Few have much time for politicians these days, but rare are those who have attracted as much opprobrium recently as Jacob Gedleyihlekisa Zuma, leader of the “rainbow nation” since 2009.
Last week, Zuma, 74, sacked half his cabinet, including the respected finance minister, Pravin Gordhan. The move, which South Africans learned about in the small hours of Thursday morning, sent the country into political crisis and further split the African National Congress (ANC). The 105-year-old party has ruled unchallenged since the end of apartheid in 1994, but is now in disarray.
There has been much speculation about the motives of the president. Critics accuse Zuma of hoping to assure the succession of a former wife who may protect him from multiple corruption charges once he has left office. Zuma will soon have to step down as ANC leader and whoever fills the post will almost certainly become president after parliamentary polls in 2019. Other opponents suggest Zuma is seeking to take control of the finance ministry, to push through deals that will favour cronies, or simply preparing to unleash a raft of populist, economically unsustainable policies in a bid to reverse the ANC’s electoral decline.
Supporters say Zuma needed to act against those who have blocked “transformation” of this stunningly beautiful, but deeply troubled land, where the consequences of nearly 50 years of apartheid and centuries of colonialism remain all too evident to all but the most obtuse visitor. A flavour of Zuma’s world view was given to the Observer by the man he has just appointed as finance minister, Malusi Gigaba, a 45-year-old loyalist with limited financial or business experience. In an interview last year, Gigaba spoke of how the ANC was ultimately “a fighting liberation movement” that, having overcome apartheid and seized political power, was now battling to gain control of the economy. Zuma uses similar language, blaming “white monopoly capitalism” for attempts to oust him.

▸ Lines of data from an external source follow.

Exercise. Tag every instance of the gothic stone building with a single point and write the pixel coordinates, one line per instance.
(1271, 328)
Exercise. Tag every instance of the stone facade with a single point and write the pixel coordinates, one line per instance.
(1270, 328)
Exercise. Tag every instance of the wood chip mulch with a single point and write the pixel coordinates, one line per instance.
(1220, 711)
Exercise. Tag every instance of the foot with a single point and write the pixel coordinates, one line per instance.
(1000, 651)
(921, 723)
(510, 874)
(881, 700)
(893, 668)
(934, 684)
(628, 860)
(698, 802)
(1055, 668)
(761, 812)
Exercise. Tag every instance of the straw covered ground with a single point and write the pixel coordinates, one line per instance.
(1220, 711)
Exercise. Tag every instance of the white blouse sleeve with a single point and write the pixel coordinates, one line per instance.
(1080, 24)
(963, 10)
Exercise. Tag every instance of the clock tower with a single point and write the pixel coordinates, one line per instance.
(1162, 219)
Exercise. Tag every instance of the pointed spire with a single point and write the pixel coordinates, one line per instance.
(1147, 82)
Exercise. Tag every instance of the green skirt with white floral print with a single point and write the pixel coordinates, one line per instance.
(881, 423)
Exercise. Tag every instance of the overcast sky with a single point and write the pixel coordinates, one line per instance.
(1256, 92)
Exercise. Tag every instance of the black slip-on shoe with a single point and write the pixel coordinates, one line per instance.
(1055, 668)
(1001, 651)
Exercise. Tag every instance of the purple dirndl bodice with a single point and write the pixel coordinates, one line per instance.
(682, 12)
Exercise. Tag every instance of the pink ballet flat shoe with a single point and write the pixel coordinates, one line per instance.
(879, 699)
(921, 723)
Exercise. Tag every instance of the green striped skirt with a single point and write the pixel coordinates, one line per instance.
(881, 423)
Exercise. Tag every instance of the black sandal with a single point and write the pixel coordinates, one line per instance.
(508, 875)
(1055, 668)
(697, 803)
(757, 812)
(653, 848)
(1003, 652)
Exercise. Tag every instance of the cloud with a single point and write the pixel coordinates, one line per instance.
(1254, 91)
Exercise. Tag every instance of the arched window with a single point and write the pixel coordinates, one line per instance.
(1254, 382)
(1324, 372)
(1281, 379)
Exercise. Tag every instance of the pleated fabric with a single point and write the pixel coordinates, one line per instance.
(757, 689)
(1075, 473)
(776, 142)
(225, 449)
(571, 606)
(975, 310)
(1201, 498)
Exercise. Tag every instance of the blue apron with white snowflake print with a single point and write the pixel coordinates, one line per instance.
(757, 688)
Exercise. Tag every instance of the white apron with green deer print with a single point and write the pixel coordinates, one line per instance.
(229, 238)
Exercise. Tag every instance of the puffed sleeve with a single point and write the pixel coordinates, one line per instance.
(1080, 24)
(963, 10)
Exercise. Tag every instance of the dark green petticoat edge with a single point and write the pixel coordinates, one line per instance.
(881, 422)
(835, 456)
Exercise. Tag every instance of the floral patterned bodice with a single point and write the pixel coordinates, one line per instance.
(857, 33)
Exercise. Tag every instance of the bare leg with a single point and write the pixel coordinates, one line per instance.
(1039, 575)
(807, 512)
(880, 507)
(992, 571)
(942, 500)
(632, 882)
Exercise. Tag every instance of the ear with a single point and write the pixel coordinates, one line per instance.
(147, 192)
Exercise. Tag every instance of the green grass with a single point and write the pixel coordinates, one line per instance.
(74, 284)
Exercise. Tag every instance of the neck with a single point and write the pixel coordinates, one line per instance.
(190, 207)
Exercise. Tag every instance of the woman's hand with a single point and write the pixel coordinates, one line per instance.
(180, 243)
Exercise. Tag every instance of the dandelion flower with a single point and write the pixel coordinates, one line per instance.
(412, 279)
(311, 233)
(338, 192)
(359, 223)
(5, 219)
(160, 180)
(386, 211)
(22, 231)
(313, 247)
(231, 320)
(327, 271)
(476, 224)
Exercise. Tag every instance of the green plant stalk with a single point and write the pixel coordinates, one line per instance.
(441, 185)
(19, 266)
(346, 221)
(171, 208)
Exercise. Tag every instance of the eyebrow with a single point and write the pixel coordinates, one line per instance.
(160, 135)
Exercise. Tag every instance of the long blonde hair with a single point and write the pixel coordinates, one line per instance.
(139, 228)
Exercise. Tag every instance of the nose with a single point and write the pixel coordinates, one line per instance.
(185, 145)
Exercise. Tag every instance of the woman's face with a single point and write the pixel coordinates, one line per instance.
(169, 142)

That the president sees the world in terms of a struggle is unsurprising. Nelson Mandela was not the only South African to walk a long road to freedom, or to continue his march on a relatively rocky road beyond.
Zuma was born in the remote village of Nkandla in the centre of the historic homeland of the Zulu people in 1942. After his policeman father died, he accompanied his mother to Durban, where she became a domestic worker. He received no formal schooling, later saying that he decided to educate himself when he realised that he, the eldest son, needed to earn to support his siblings. At a recent visit to a school, he quoted Shakespeare, which he said he had believed at the time he needed to prove his new scholarship.
When he was six, minding herds in the hills around Nkandla, the National Party took power in South African and began to construct the racist and repressive system known as “apartheid”. At 17, influenced by a relative who was a committed union member, Zuma joined the ANC.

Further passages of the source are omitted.